“Salah satu momentum itu adalah Pertempuran Surabaya pada 10 November 1945 yang kemudian ditetapkan sebagai Hari Pahlawan,” kata Fahri dalam keterangan tertulis yang diterima di Jakarta, Senin.
Pernyataan tersebut ia ungkapkan ketika memberi paparan dalam webinar Moya Institute yang bertajuk “Momentum Hari Pahlawan: Peneguhan Kembali Nasionalisme”. Dalam kesempatan tersebut, ia juga mengobarkan semangat masyarakat dengan mengingatkan kembali pada peristiwa Pertempuran Surabaya.
“Berkobarnya Pertempuran Surabaya sebagai wujud penolakan rakyat Indonesia terhadap klaim Sekutu dan Belanda pada Tanah Air kita pasca-kekalahan Jepang dalam Perang Dunia II, hanya bisa terjadi karena rakyat Surabaya digerakkan oleh rasa cinta Tanah Air,” ujar Fahri.
Heroisme rakyat Surabaya kala itu, menurut Fahri, sangat luar biasa dalam mempertahankan kemerdekaan yang sudah diproklamasikan oleh Soekarno-Hatta pada 17 Agustus 1945.
Berbagai aksi dahsyat dari warga Surabaya kala itu, seperti perobekan bendera Belanda di Hotel Yamato, serta penembakan Brigadir Aubertin Mallaby bisa menjadi referensi bagi bangsa Indonesia di masa kini mengenai betapa bangsa Indonesia di masa lalu sangat berani melawan pihak pemenang dalam Perang Dunia II, karena rasa kebangsaan yang besar.
Bahkan, lanjut Fahri, bukan hanya Perang Surabaya.
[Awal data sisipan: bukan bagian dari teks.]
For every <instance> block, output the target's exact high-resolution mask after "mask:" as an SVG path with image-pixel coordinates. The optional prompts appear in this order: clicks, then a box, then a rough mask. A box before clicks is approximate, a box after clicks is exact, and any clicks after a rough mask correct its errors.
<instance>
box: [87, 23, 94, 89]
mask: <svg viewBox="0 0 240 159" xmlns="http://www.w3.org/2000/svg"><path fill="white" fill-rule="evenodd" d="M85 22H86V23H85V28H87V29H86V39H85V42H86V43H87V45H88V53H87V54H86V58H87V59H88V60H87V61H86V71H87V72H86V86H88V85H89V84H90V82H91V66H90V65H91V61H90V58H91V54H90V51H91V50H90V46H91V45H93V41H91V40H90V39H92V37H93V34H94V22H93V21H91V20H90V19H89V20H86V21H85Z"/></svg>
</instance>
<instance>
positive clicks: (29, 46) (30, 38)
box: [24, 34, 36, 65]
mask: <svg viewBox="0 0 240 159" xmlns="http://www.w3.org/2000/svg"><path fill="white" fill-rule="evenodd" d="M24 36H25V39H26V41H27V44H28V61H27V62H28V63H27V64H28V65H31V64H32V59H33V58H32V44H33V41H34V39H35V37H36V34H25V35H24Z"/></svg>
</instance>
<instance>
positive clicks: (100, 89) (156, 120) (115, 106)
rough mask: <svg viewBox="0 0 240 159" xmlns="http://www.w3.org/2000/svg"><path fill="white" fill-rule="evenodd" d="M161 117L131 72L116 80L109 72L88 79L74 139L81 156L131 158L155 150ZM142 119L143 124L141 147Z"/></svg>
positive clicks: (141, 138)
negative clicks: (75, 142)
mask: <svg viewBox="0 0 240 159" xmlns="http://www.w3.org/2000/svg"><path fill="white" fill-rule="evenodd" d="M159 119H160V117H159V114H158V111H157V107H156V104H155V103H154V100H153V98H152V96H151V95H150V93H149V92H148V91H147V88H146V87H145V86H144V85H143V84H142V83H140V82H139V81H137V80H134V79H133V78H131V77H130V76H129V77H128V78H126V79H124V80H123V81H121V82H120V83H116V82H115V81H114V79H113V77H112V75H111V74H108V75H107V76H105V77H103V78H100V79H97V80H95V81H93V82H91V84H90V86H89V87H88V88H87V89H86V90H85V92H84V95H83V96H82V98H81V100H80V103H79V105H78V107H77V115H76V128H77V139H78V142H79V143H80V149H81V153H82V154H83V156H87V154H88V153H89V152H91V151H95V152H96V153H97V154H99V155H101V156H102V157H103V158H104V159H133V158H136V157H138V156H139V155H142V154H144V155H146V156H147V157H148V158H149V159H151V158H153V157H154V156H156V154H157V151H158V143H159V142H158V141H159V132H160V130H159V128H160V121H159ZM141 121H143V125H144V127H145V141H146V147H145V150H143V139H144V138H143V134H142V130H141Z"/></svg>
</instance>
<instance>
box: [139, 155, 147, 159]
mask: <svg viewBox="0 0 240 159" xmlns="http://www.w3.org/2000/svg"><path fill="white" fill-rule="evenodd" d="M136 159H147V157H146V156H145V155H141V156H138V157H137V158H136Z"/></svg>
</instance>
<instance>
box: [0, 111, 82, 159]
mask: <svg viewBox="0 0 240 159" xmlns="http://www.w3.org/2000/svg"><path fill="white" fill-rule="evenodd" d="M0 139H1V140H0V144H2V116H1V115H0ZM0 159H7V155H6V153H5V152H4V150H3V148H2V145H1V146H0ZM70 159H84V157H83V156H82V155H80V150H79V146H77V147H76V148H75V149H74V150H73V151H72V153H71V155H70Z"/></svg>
Berbagai momentum dalam sejarah bangsa ini, seperti lahirnya Budi Utomo 1908, Sumpah Pemuda 1928, Proklamasi 1945, mengatasi komunisme 1965, dan berbagai momentum sejarah lainnya bisa menjadi prosesi guna memperkuat nasionalisme bangsa ini.
“Termasuk ketika angkatan 1990-an seperti saya mengoreksi penyelewengan oleh rezim Orde Baru pada 1998, sehingga melahirkan era reformasi dan Demokrasi. Begitu banyak momentum dalam sejarah kita yang bisa kita jadikan referensi untuk menunjukkan betapa hebatnya bangsa ini,” tutur Fahri.
“Yang tak boleh kita lupakan, negara kita ini adalah satu-satunya negara kepulauan di antara lima besar negara terbesar di dunia, sehingga bangsa ini sangat istimewa dan membutuhkan rasa nasionalisme yang terus menerus dirawat,” ucap mantan Ketua Kesatuan Aksi Mahasiswa Muslim Indonesia itu.